Last night, we took a date to Wakiya, the new high-end Chinese restaurant at Ian Schrager's Gramercy Park Hotel. The first thing one notices upon entering the space is the strong scent of burning oolong tea. ("It's behind the banquettes," the waiter proudly explained.) The second thing is the tapestried walls. Thirdly, that all the bubble dresses that the women are wearing creepily match the tapestries. (Earth tones, so hot right now!) Fourthly: Good gravy, that's Anna Wintour! Wait, is it? It is! And that's when we leaned on our table, ill-advisedly, and the matte black china plates crashed to the ground. From her perch at the banquette, Anna Wintour did not look impressed. Neither did our date. House music gently played in the background. "Oh God," we thought, "is this what disaster sounds like? A crash and then some some synthesizers?"
This is the place right now to brag about how hard it is to get a table. When you call, they're always fully booked. So hot! But at least half the tables were empty and we were still seated in a small awkward table in what felt like a hallway.

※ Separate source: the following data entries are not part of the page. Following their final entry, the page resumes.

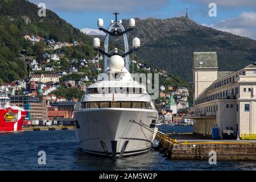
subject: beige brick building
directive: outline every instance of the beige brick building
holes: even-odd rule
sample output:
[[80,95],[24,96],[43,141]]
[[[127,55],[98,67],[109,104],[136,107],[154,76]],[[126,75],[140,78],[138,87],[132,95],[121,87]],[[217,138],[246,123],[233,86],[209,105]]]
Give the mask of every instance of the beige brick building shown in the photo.
[[218,71],[216,52],[194,52],[194,133],[218,129],[256,134],[256,63],[235,72]]
[[52,81],[54,84],[56,82],[60,82],[60,78],[55,74],[32,75],[30,77],[30,81],[43,83]]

The only advantage is that we could see the parade of attractive, skinny women walk by with their striped-shirt clean-shaven consorts. One of these men was almost literally juggling two Blackberries and a iPhone. Another, less clean-shaven one was Randy Quaid, who was there with two older ladies. That man is at least a nine-footer.
The menu at Wakiya isn't for the faint of financial heart. The waiter, it must be said, did little to steer us to the more affordable options, consistently recommending the most expensive dishes. The lobster is great, he said. Also it's 34 dollars. $30 bite-size portions made up the rest of the menu. We started with the Taste of Wakiya, nine confusing little portions and then went on to soup dumplings, which looked like little floury breasts in their bamboo container.
Somewhere between our penultimate and ultimate courses (a Vietnamese coffee affogato), perpetual aged socialite Lady Cavendish walked in with beblazered gentlemen. One of these was the frog-like and fabulous Hunt Slonem who owns a couple of plantations in the south and some ridiculously huge studio in Manhattan. You know, the one with 86 rooms. I said all these things to my date but I feared little I did could make up for the fact I had broken hundreds of dollars of china in the first few moments of our meeting and also had chosen to dine at what was basically a really, really expensive noodle joint.
We paid the bill and left. So did Anna Wintour. On the way out, the crickets chirping in the hot night of Gramercy Park, we passed some guy yelling into his phone about Bryan Ferry.